SESSION OVERVIEW

Topic 4: How can we quantify the net exchange of ozone and other trace species between the extra-tropical stratosphere and the troposphere?

Session convenors: Laura Pan & Michael Prather
(liwen@ucar.edu & mprather@uci.edu)

The flux of ozone from the stratosphere is an important term in the tropospheric ozone budget, and the rate of this exchange also controls the cleansing the lower stratosphere of pollutants such as volcanic aerosols and ozone depleting gases.  Empirical, observation-based estimates of this net ozone flux have uncertainties of  order ±30%, while global models report fluxes that vary by more than a factor of 2 (EU Chemistry-Climate report, 2004)¹.  Variations in the methods used to determine the flux, together with the paucity of independent estimates based on observations, is contributing to this basic disagreement.  There is a clear and urgent need to develop new, better metrics by which to quantify STE:  ones that can be derived from observations and calculated in models.   For example, the definition of a dynamical or chemical tropopause, or any exchange boundary between the stratosphere and the troposphere, becomes an important decision in the design of a model- or measurement-based method for calculating STE fluxes.  The choice made for this imaginary boundary often appears to influence the conclusions of STE studies, although it is not clear that the net fluxes should differ.  Given a quantitative understanding of the dynamical and chemical processes that govern the chemical transition between the stratosphere and troposphere, we should be able to evaluate ozone fluxes through a range of exchange boundaries used in models.  In addition, improved meteorological data combined with concurrently observed chemical tracers should provide better quantified ozone fluxes, but have these reduced the uncertainties?

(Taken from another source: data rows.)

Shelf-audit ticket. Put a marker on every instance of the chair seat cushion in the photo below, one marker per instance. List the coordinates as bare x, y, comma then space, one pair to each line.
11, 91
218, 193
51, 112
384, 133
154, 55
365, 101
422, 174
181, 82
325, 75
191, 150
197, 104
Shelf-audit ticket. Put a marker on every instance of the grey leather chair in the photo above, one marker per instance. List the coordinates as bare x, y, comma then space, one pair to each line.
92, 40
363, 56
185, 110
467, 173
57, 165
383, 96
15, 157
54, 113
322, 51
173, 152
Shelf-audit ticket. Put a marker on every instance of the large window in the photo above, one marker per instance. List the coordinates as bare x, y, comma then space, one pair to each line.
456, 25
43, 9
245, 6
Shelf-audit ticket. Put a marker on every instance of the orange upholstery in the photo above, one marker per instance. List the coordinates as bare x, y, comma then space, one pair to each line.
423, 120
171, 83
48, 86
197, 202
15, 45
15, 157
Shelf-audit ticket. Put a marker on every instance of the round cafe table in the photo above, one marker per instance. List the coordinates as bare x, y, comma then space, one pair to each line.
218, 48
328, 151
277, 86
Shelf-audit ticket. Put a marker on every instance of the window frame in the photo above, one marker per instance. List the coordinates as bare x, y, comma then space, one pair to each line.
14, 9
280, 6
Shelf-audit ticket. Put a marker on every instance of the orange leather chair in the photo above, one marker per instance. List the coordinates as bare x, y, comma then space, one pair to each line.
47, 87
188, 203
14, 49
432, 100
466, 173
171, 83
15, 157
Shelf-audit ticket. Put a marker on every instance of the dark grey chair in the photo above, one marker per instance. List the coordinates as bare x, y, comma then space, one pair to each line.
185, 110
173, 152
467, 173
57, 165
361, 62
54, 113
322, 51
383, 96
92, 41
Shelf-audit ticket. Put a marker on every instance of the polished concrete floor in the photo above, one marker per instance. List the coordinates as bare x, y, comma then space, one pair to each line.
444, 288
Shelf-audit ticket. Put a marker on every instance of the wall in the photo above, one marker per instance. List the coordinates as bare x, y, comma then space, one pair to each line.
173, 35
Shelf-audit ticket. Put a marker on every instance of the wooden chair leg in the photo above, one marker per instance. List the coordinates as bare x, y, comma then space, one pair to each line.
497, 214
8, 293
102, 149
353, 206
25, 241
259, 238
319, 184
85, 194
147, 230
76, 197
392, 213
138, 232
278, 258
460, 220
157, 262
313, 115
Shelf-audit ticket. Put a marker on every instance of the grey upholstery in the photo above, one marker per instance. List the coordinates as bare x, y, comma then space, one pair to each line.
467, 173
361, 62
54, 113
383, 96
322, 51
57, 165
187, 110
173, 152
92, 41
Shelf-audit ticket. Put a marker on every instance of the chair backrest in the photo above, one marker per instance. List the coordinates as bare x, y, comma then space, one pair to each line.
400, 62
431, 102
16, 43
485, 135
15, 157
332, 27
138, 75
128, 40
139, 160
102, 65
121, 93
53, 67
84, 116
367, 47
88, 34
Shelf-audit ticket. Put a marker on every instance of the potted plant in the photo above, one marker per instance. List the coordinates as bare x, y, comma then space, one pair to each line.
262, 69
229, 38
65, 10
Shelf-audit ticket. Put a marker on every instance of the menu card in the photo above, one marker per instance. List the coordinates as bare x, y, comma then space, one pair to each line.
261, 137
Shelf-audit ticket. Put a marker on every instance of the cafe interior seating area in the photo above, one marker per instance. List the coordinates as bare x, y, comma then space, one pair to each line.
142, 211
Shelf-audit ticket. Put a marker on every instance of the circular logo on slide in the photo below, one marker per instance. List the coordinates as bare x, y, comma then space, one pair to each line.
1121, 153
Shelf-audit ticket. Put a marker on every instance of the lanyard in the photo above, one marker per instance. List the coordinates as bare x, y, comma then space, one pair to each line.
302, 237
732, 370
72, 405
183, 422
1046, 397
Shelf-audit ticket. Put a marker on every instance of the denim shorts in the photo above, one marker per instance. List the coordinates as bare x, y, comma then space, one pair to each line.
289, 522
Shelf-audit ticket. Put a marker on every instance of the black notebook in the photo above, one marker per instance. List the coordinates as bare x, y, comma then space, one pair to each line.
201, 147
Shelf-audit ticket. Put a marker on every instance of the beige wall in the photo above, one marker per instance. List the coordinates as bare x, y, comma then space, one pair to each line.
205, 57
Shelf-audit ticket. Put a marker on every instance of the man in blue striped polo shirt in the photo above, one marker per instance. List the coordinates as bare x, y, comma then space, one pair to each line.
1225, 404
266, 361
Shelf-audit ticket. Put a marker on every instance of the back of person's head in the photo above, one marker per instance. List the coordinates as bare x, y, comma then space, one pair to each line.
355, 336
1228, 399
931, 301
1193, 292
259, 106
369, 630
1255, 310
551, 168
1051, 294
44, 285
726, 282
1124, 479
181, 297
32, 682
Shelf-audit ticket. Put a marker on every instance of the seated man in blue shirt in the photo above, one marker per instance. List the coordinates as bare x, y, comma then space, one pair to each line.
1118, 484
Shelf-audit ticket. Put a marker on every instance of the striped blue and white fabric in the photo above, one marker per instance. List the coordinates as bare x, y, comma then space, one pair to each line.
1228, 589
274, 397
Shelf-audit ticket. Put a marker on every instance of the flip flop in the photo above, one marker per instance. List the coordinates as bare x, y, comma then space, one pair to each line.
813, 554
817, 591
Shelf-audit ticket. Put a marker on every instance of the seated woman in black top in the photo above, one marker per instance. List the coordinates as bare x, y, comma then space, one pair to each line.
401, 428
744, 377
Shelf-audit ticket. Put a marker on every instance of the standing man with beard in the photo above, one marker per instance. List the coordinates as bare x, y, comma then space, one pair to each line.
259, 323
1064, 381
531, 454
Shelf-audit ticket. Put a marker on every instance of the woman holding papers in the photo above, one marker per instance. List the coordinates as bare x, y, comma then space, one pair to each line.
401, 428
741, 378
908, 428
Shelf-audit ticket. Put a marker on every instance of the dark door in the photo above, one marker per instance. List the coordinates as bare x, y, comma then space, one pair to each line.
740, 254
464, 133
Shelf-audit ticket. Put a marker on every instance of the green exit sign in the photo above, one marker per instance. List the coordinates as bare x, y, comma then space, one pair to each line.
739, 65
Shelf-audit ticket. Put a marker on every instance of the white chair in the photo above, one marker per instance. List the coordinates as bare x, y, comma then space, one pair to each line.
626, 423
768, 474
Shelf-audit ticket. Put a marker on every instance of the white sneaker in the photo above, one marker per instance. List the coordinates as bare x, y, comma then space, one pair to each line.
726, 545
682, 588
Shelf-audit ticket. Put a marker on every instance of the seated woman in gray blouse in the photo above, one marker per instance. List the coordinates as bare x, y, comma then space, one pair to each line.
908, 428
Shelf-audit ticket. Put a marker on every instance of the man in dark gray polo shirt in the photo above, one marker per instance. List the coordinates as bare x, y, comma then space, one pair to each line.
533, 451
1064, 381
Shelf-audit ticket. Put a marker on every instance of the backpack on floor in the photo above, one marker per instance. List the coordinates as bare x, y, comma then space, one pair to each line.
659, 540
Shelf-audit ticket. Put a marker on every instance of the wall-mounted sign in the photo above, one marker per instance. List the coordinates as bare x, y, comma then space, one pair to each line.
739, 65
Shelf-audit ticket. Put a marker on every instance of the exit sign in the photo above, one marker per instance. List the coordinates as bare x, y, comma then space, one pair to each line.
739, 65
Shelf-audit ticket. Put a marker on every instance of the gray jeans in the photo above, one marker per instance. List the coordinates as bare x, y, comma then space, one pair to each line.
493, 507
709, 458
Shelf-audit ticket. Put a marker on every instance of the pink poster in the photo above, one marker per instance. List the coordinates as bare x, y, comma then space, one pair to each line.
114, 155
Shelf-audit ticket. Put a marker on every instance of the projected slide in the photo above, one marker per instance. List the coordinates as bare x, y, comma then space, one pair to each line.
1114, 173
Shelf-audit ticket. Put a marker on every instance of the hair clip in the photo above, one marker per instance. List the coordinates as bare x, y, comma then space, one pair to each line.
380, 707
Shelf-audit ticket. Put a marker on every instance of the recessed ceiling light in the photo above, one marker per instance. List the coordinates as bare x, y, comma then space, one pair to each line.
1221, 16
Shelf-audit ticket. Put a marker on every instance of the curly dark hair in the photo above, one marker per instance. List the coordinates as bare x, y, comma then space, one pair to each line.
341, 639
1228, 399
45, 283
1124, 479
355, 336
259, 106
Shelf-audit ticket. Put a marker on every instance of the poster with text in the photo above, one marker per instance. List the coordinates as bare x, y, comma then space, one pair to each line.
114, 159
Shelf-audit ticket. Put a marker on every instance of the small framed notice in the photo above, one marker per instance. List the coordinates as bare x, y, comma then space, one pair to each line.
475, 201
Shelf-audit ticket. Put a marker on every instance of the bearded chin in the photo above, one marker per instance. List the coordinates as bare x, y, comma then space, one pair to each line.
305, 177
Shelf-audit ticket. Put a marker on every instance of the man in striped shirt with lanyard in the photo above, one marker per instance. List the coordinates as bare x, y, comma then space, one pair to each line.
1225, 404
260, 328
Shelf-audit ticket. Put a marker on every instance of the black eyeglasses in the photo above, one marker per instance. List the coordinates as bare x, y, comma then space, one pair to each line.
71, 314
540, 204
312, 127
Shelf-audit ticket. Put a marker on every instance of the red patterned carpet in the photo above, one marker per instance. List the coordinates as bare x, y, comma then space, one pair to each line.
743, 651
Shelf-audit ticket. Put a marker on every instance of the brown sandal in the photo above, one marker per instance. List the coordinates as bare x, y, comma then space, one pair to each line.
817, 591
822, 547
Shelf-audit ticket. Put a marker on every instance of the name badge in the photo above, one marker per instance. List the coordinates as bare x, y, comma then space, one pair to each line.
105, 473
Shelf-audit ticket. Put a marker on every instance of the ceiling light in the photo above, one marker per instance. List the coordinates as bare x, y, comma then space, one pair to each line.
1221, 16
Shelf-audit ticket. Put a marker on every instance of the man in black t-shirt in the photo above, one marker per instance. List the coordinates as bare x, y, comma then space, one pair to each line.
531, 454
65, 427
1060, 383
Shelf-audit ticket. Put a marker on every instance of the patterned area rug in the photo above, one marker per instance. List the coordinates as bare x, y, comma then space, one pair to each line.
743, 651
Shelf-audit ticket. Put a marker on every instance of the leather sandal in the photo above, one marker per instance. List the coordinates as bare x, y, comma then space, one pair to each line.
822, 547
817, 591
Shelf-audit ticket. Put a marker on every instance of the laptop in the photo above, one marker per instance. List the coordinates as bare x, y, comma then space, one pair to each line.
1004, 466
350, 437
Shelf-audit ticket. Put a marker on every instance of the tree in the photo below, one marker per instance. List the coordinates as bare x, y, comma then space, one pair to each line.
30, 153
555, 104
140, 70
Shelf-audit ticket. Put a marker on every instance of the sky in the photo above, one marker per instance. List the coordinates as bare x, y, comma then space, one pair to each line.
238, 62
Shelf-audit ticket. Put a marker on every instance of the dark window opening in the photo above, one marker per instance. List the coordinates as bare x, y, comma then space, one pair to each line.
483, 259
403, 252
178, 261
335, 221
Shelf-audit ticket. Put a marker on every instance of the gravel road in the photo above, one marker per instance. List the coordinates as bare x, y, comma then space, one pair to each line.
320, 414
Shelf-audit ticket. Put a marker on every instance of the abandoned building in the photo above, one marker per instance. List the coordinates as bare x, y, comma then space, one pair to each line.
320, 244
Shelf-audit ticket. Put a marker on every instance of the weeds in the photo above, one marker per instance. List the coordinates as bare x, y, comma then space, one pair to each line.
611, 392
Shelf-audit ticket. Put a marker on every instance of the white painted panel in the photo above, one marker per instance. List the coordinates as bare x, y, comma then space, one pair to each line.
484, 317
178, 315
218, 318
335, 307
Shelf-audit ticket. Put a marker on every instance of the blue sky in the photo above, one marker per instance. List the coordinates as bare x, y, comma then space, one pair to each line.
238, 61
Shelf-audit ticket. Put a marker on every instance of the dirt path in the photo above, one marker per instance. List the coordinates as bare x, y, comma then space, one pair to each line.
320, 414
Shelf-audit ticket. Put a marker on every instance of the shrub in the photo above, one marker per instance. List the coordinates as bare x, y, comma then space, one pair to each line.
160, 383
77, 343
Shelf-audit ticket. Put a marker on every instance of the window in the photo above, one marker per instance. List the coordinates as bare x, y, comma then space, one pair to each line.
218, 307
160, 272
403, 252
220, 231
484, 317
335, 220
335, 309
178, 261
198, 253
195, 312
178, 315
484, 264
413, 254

The flux of ozone out of the stratospheric middle world is the first focus of this topic; however, the two-way exchange of other key species such as water vapor and aerosols are also invited.  In general, we invite contributions to several key questions:  Do we know the total fluxes through the extra-tropical tropopause?  What is the seasonality and location of the STE ozone flux?  How has/will this flux change?  How can observations be used to integrate total fluxes?  to validate model-simulated fluxes?  What new observations could help reduce the uncertainty and monitor for possible changes? 

We ask contributors to present their current research or new ideas related to these questions.

¹European Commission report on Ozone-Climate Interactions, Air pollution research report No. 81, EUR 20623, 143pp, 2003.